Non-blocking collective communication

Questions

Is the synchronization of collective communications avoidable?

Objectives

Understand the utility of non-blocking collective communications
Employ available profiling tools to monitor code behavior

Introduction

Just like for point-to-point messages, applications that use non-blocking collectives can be more efficient than blocking ones. This is because the latency of communication can overlap with unrelated computation.

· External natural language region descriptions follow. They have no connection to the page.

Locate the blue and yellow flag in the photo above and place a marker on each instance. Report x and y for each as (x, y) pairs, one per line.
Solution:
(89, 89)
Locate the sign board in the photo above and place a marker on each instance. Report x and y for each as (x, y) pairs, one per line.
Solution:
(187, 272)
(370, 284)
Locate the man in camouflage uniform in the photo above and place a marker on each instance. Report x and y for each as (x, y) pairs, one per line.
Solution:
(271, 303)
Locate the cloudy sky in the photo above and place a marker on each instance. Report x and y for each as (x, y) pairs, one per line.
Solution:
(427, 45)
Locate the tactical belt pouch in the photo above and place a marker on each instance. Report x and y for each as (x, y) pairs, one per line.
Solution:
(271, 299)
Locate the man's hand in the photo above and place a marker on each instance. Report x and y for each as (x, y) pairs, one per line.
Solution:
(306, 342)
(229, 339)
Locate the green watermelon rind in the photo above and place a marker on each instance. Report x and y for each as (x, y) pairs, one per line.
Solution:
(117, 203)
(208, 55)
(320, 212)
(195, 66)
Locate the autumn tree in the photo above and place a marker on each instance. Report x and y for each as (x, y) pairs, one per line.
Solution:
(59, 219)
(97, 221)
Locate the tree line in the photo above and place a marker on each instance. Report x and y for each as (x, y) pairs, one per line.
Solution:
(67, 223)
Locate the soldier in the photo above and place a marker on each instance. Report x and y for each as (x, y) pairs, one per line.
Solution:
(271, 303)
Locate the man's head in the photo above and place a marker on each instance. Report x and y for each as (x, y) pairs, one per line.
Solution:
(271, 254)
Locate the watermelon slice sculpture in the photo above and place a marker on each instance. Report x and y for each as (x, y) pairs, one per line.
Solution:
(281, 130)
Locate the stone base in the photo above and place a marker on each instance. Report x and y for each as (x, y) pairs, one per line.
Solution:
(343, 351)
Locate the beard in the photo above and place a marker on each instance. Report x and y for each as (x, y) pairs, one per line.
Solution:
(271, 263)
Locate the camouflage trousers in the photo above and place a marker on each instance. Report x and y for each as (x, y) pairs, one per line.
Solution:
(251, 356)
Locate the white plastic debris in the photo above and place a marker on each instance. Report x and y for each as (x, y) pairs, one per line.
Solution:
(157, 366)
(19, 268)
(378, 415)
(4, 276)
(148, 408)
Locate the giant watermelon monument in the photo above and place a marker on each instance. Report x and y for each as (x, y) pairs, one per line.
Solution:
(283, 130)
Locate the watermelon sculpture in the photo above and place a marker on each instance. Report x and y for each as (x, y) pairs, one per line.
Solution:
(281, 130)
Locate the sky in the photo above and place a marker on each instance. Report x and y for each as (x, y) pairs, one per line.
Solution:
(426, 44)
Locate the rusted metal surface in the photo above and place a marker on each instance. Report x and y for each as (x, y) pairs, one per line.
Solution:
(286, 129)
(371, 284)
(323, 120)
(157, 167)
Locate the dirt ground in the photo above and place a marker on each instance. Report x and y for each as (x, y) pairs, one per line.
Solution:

Non-blocking barrier synchronization

At first glance, this seems like a nonsense. However if a barrier is needed, then it can be quite useful to overlap work with the synchronization. Use cases are rare, but include highly unstructured work described by variable numbers of messages sent between ranks, or very latency-sensitive applications.

MPI_Ibarrier

int MPI_Ibarrier(MPI_Comm comm,
                 MPI_Request *request)

Parameters

A communicator comm and a request object that is a handler for a later wait call.

Non-blocking reduce

MPI_Ireduce starts a reduction operation and generates a request in a MPI_Request object. The reduction process is completed only when a test is passed or a wait call is done. Upon completion, the reduced value is collected in the root process.

MPI_Ireduce

int MPI_Ireduce(const void* sendbuf,
                void* recvbuf,
                int count,
                MPI_Datatype datatype,
                MPI_Op op,
                int root,
                MPI_Comm comm,
                MPI_Request *request)

Parameters

sendbuf, recvbuf, and count are the buffer on each process, the buffer on root, and the number of elements to be allocated on each process. datatype is the type of the data to be reduced. op is the reduction operation to be applied on the distributed data. The global result of the reduction operation is collected in the root process in the communicator comm. The request object that is returned must be used to wait on the communication later.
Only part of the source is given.